Sugerimos os próximos dias 19, 20, ou 21 do corrente, em hora e local que V. Exª designará para o efeito, dadas as limitações do nosso constituinte.
(…)”
– 25) a ré recebeu o fax referido em 24) [por lapso escreveu-se “em 25–”], mas não respondeu ao mesmo;
– 26) em 5 de Abril de 2006, o autor enviou à ré a carta cuja cópia se acha a fls. 17 a 19, na qual, reportando-se ao acordo referido em 6) [por lapso escreveu-se “em 7–”], enuncia os nomes dos jogadores e treinadores de futebol, bem como de personalidade búlgaras a convidar para o «jogo de homenagem» mencionado no mesmo acordo;
– 27) a ré recebeu a carta mencionada em 26) [por lapso escreveu-se “em 27–”], mas não respondeu à mesma;
– 28) em 6 de Junho de 2006 o mandatário do autor enviou à ré a carta cuja cópia se acha a fls. 21 a 22, na qual lhe comunica o que segue: –
Na qualidade de mandatário do Exmo. Sr. AA vimos, nos termos do n.º 1 do art. 805º do Código Civil, intimar V. Exas. Para que seja dado cumprimento à cláusula n. º 1 (até ‘a receita líquida a favor do Treinador’); 1.1. e 1.2. do Aditamento ao Contrato de Trabalho no prazo máximo de 8 dias, ou seja, até ao próximo dia 16 de Junho de 2006.
Para tanto, no decurso desse prazo, devem V. Exas.
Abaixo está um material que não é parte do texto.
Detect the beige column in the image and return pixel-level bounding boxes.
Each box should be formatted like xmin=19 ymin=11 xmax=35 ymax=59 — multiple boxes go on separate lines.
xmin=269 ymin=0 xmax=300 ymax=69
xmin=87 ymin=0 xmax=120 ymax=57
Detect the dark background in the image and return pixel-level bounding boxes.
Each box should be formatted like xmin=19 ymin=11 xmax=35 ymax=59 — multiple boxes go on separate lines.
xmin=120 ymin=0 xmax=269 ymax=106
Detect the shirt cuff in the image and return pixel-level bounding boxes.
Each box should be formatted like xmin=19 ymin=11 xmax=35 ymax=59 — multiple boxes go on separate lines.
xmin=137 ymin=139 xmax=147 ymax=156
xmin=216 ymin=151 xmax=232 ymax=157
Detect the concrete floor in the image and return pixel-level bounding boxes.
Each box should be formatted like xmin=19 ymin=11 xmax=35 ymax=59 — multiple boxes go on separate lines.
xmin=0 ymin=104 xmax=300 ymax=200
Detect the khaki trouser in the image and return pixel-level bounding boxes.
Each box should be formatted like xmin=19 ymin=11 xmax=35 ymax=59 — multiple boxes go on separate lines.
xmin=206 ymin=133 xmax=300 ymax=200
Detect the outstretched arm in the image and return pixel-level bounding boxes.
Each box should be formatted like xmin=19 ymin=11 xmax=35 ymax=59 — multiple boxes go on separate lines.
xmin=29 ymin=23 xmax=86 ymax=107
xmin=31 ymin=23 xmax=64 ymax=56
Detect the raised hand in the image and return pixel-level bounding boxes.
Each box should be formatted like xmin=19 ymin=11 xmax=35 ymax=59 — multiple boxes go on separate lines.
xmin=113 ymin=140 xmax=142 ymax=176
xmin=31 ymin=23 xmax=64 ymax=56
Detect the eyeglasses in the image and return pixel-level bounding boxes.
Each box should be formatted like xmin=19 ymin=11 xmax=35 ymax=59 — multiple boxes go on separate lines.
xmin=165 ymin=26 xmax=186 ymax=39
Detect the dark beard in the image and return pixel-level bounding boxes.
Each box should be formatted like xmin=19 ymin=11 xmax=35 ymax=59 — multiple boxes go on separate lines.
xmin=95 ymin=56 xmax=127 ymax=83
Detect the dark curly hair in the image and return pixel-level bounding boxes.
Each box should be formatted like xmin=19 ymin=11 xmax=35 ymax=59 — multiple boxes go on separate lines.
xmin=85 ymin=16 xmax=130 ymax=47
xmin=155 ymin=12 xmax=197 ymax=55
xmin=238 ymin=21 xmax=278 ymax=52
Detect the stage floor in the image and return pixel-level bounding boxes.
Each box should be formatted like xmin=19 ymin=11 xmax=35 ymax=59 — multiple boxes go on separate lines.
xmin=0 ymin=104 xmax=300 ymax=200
Enviar projecto detalhado contendo informação acerca dos elementos adiante discriminados:
a) data do evento
b) lista de convidados da Sporting, SAD
c) lista de convidados institucionais
d) logística
e) segurança
f) publicitação do evento
g) demais elementos que se reputem necessários à realização do evento desportivo em causa.
(…)”
– 29) a ré recebeu a carta mencionada em 28) no dia 8 de Junho de 2006, mas não respondeu à mesma;
– 30) nos termos das regras que norteiam os espectáculos desportivos, a realização de qualquer jogo de futebol de carácter público em estádios de futebol depende de prévia autorização da Federação Portuguesa de Futebol;
– 31) autorização essa que deve ser solicitada pela entidade responsável pelo estádio em que tal jogo terá lugar;
– 32) em 31 de Julho de 2006 os jogos da Primeira Liga de Futebol e da Liga dos Campeões já haviam sido agendados, pela Liga Portuguesa de Futebol Profissional e pela UEFA, respectivamente;
– 33) na época futebolística de 2001/2002, os direitos televisivos referentes a jogos das eliminatórias da Taça de Portugal, entre equipas da Primeira Liga, eram negociados jogo a jogo, por montantes que oscilavam entre os € 70.000 e os € 100.000;
– 34) actualmente (época 2007/2008), a ré vende os direitos televisivos referentes a jogos de futebol da Taça de Portugal em bloco, auferindo o montante global que corresponde a um valor médio, por jogo, significativamente inferior ao mencionado em 33) [por lapso escreveu-se “em 34–”];
– 35) actualmente (época 2007/2008), os direitos de transmissão dos jogos das ligas de futebol profissional de Espanha, Inglaterra ou Itália são vendidos às televisões por valores situados entre os € 7.500 e os € 10.000 por jogo;
– 36) na época de 2006/2007, a ré calculou os custos directos decorrentes da realização de um jogo com as características do «jogo de homenagem» a que se reporta o acordo referido em 6) [por lapso escreveu-se “em 7–”], no estádio Alvalade XXI, em € 37.090 (sem catering) ou € 66.090 (com catering);
– 37) no antigo estádio José [de] Alvalade, os custos mencionados em 36) [por lapso escreveu-se “em 37–”] rondavam os € 15.000;
– 38) o autor sentiu e sente-se triste e magoado por a ré ainda não ter realizado [o] «jogo de homenagem» a que se reporta o acordo referido em 6) [por lapso escreveu-se “em 7–”] e não pretender fazê-lo.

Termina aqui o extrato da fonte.